Shaka, by now a strapping, athletic teenager, became one of Dingiswayo’s most trusted warriors. His rise to power has been described not only by Gluckman but also by scholars such as E. A. Ritter and
John
Selby.

Dingiswayo defeated the Zulu and many of his other neighbors. As his victories mounted, his doting mother began to keep the skulls of his decapitated rivals in her hut. True to his goal of establishing peace, however, Dingiswayo did not always press his advantage. In 1813, for example, Dingiswayo defeated chief Zwide of the Ndwandwe, even though his Mthethwa forces were outnumbered 2,500 to 1,800. Dingiswayo declined to execute Zwide, a decision that would cost him dearly.

Dingiswayo’s sparing of Zwide was probably influenced by the traditional chivalry of warfare in Natal. The list that follows gives some of the principles of warfare at that time.

  1. Warriors in Natal wore sandals, advanced until they stood at a reasonable distance from the enemy, and then proceeded to hurl iron-tipped spears.

  2. Military formations were simple, consisting mainly of lines of warriors from a series of age-based ritual societies.

  3. An enemy who threw down his spear to concede defeat was spared.

  4. Women and children came out to watch the battles and were left unharmed no matter which side won.

One of the reasons Dingiswayo was able to defeat the Ndwande was because the men under Shaka’s command fought so fiercely. Dingiswayo was appreciative; as a result, when Senzangakhona died in 1816, Dingiswayo made Shaka the new chief of the Zulu. Now the 29-year-old Shaka controlled 100 square miles and an army of 500 men.

One of Shaka’s first acts was to punish the Zulu who had mistreated his mother when he was a boy. The lucky ones had their skulls bashed in. The unlucky ones were taken to a hill frequented by hyenas. There they were impaled on stakes and left to die slowly, while the hyenas closed in for lunch.

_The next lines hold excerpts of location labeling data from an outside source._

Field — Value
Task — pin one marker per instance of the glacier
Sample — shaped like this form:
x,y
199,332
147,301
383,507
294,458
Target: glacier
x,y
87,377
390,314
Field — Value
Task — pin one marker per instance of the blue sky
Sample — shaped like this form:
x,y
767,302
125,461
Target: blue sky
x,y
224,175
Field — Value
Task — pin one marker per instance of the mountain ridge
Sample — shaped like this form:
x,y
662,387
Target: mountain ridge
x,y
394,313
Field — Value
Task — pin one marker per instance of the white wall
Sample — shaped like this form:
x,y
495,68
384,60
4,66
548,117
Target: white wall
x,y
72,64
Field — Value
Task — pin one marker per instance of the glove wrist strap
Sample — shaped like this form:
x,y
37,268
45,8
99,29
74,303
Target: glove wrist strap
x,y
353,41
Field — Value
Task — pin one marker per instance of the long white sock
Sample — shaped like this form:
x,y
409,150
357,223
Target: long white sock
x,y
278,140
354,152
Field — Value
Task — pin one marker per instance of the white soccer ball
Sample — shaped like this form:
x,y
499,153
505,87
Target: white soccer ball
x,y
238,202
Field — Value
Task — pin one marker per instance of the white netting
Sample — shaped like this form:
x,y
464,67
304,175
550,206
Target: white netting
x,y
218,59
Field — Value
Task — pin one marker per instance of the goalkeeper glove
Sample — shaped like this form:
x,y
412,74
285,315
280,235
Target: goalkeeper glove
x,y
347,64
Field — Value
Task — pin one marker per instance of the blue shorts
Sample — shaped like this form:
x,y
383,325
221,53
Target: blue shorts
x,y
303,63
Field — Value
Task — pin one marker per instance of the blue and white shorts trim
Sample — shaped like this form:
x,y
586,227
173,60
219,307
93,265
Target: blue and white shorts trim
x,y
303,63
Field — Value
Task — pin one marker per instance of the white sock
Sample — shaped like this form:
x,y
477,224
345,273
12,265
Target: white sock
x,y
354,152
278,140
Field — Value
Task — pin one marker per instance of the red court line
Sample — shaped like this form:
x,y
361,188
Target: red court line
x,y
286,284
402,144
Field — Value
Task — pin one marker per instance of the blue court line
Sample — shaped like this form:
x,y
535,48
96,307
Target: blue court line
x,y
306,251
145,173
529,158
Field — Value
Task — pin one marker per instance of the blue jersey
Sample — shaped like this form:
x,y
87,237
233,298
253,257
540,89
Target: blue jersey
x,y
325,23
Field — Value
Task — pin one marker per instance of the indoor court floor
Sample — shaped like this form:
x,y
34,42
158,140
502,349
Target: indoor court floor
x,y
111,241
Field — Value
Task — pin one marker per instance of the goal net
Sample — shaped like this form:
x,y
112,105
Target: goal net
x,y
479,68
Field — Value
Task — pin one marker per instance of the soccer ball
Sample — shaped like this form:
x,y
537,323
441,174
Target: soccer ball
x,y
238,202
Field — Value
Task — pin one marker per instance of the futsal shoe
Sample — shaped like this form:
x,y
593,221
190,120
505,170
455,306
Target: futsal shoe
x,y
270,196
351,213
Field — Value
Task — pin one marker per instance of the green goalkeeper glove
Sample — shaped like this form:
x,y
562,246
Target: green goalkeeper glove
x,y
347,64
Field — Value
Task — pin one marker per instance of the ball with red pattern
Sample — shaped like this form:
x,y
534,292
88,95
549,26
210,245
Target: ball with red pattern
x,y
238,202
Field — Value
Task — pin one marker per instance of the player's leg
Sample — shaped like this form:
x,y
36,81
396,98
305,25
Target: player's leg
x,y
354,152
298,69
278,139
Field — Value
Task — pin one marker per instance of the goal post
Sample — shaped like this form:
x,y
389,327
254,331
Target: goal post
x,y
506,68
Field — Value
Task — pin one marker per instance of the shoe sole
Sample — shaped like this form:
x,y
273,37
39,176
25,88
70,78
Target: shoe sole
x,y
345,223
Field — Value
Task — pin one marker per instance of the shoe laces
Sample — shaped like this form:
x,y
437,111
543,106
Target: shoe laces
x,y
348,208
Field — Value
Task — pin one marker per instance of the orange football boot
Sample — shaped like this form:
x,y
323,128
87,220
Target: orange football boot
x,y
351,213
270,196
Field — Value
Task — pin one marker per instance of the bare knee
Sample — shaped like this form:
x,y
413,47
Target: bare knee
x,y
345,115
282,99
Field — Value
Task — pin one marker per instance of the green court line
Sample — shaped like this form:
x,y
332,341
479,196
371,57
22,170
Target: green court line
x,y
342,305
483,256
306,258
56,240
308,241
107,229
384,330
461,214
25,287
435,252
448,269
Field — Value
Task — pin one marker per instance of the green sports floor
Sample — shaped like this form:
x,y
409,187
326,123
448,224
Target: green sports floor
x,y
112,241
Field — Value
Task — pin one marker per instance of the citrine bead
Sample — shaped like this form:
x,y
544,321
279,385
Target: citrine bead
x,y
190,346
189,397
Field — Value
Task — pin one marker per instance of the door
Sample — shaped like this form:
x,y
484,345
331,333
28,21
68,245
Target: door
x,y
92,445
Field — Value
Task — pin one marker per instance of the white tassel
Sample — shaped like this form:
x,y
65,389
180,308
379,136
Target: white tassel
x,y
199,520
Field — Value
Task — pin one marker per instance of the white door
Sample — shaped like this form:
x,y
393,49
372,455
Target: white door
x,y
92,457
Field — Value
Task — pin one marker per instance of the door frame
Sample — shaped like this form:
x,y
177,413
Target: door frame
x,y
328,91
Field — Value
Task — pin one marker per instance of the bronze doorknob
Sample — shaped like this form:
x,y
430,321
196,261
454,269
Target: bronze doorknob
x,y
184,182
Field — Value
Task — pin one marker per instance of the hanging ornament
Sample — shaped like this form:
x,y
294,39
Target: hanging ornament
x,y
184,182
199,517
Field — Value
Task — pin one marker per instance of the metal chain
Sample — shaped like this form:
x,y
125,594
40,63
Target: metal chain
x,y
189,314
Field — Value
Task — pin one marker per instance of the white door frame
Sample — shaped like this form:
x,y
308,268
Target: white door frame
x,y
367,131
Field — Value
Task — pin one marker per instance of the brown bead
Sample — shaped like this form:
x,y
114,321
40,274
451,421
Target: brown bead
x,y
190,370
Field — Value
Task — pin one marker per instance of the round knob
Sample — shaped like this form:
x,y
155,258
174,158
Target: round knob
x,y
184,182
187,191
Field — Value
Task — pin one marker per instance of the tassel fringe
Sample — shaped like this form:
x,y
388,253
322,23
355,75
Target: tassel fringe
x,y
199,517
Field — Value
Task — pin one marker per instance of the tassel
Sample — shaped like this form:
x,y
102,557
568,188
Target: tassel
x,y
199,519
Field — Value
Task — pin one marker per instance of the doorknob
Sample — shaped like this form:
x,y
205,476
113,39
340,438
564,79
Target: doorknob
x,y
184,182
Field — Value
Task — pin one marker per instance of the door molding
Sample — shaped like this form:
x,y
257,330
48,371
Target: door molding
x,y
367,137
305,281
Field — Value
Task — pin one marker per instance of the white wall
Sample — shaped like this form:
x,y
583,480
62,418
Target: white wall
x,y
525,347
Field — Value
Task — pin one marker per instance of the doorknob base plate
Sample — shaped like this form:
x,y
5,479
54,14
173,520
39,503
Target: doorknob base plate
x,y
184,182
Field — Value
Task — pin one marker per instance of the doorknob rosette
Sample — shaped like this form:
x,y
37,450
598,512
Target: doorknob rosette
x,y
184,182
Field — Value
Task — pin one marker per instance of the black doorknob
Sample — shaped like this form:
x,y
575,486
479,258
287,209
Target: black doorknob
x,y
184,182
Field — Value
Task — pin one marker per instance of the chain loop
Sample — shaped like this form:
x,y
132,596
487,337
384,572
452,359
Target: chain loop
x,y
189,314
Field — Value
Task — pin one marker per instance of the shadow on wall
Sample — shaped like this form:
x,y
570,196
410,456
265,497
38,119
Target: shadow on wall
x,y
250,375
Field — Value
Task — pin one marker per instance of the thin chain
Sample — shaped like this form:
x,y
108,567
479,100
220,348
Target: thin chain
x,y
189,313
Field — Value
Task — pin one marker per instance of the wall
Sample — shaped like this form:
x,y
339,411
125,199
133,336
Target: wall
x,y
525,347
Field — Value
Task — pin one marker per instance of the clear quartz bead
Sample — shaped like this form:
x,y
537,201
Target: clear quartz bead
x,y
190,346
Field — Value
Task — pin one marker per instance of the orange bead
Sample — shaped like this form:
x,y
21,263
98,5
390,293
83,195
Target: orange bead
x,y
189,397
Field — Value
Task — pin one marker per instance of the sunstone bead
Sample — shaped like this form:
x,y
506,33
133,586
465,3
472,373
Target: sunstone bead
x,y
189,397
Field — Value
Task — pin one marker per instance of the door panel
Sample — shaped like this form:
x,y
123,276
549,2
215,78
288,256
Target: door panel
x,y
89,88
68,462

As Shaka’s military experience grew, so did his dissatisfaction with traditional warfare. Soon he was at work on the following strategies that would give the Mthethwa and Zulu an edge:

  1. Tired of throwing and retrieving javelins, Shaka had his blacksmiths create a new short-hafted, broad-bladed stabbing spear. He called his new weapon
ixwa,
after the sucking sound it made when pulled from an enemy’s chest.

  2. He had his warriors shed their sandals so that they could run faster. In the future they would surprise their enemies by sprinting toward them to fight at close range.

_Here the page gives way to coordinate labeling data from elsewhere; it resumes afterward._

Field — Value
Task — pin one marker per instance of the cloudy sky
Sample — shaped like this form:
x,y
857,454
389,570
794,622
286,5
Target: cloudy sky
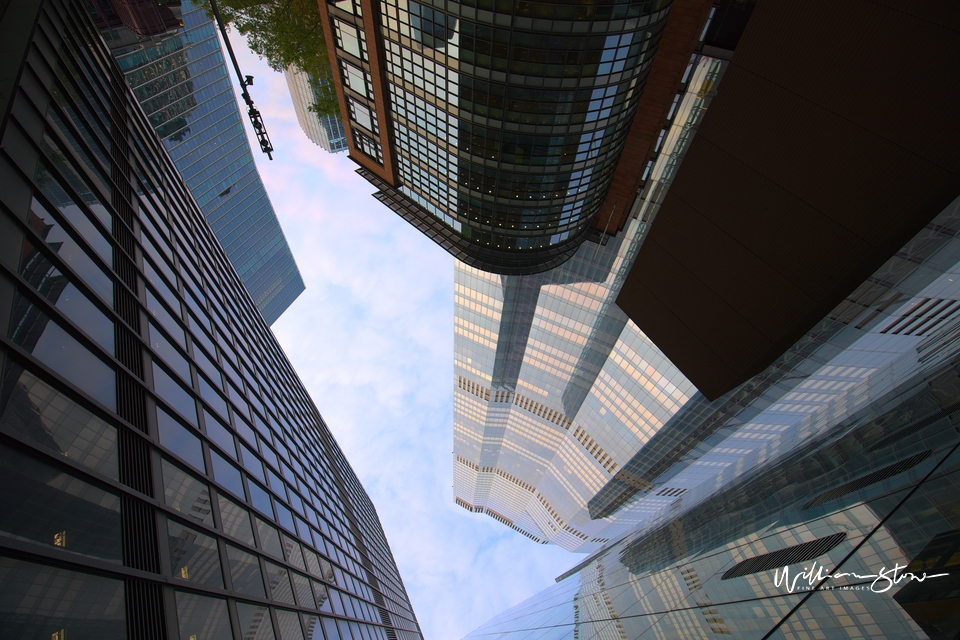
x,y
372,340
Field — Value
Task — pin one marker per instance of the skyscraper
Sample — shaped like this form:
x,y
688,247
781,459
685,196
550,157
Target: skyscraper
x,y
867,500
324,131
182,82
556,388
165,473
496,128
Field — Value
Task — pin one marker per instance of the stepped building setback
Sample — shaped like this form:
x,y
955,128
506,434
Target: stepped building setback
x,y
165,474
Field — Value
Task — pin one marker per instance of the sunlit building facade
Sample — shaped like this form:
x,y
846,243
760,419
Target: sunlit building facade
x,y
556,389
497,128
181,80
165,474
326,132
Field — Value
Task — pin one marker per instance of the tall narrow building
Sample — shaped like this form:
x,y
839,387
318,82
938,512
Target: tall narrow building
x,y
165,473
325,131
180,77
556,389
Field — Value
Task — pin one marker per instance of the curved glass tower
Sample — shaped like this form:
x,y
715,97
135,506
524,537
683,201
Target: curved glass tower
x,y
494,127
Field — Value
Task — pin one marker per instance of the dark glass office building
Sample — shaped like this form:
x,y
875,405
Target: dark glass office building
x,y
164,472
182,83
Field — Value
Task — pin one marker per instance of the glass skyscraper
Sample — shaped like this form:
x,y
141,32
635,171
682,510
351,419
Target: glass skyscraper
x,y
183,85
556,389
867,500
496,128
327,132
164,472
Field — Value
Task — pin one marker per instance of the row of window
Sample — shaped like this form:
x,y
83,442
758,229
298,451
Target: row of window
x,y
164,313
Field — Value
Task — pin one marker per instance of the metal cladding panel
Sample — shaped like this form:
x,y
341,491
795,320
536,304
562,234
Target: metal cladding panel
x,y
822,154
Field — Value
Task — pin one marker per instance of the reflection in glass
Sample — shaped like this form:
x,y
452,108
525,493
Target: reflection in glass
x,y
255,622
236,520
37,600
226,474
245,572
193,555
179,440
186,494
49,343
289,623
279,579
203,617
34,410
269,539
42,504
174,394
301,585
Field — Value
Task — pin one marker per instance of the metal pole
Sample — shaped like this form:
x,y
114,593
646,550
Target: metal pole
x,y
255,119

  3. He trained his men for close combat with the ixwa and a tough cowhide shield.

  4. He created a new battle formation, composed of four groups of warriors standing shield to shield. In the center was a block of seasoned veterans known as “the head,” who did the bulk of the fighting. Behind them was a block of reserves called “the chest,” who waited for a signal to join the fray. Extending out from “the head” were two curving columns called “the horns,” designed to encircle the enemy.

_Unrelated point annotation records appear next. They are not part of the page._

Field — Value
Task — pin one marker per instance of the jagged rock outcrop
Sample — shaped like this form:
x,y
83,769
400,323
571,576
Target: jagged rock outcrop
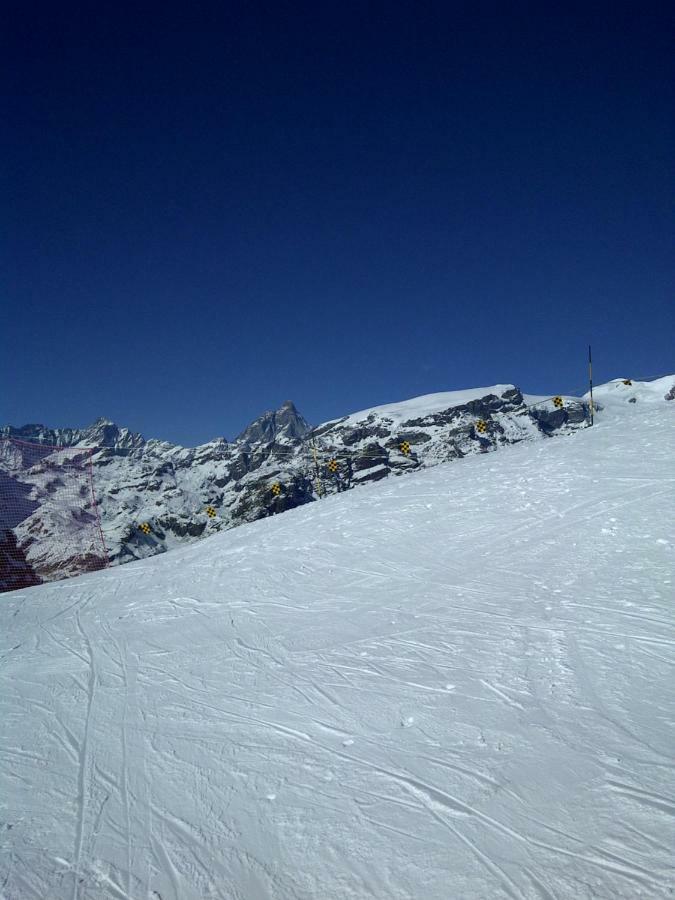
x,y
282,425
278,462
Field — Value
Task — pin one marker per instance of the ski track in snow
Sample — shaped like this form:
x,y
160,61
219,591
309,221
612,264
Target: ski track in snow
x,y
456,684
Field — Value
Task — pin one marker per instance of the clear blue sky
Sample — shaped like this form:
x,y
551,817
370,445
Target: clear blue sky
x,y
211,208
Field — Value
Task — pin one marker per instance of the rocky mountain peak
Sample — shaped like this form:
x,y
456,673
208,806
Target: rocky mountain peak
x,y
282,424
105,433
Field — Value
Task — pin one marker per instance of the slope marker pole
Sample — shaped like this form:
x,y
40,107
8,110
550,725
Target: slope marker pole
x,y
590,378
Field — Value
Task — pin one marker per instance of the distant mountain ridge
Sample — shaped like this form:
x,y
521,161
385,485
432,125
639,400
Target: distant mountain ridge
x,y
280,461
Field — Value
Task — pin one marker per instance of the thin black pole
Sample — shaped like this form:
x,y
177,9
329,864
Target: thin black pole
x,y
590,378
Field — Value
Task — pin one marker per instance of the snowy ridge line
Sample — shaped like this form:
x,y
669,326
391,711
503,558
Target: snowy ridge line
x,y
456,685
280,462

  5. He pioneered military formations that minimized the effect of being outnumbered. One was an unbroken circle, used when his warriors were surrounded. The other, called “the millipede,” was a linear formation of men with interlocking shields, used to cross territories where one was likely to be ambushed.

  6. Shaka also modified the amabutho. For years they had been age-based ritual societies, made up of youths from different kraals within the same chiefdom. Shaka, who by now had subjugated a number of formerly autonomous societies, expanded the system by creating regiments into which all warriors of the same age were placed, regardless of the chiefly territories from which they had come. Under Shaka’s direct control, these feared “age regiments” broke down old territorial loyalties and produced warriors beholden only to him. Shaka trained them puritanically, forbidding the youths to marry without his permission.

  7. Traditionally, an enemy who threw down his spear had been spared; this is probably why Zwide had not been killed by Dingiswayo. Shaka’s new policy, called
impi ebomvu,
or “red war,” abolished such chivalry. His regiments finished off the enemy, wounded, pursued, and killed all the retreating warriors they could catch, and slaughtered the enemy women and children who had come to watch.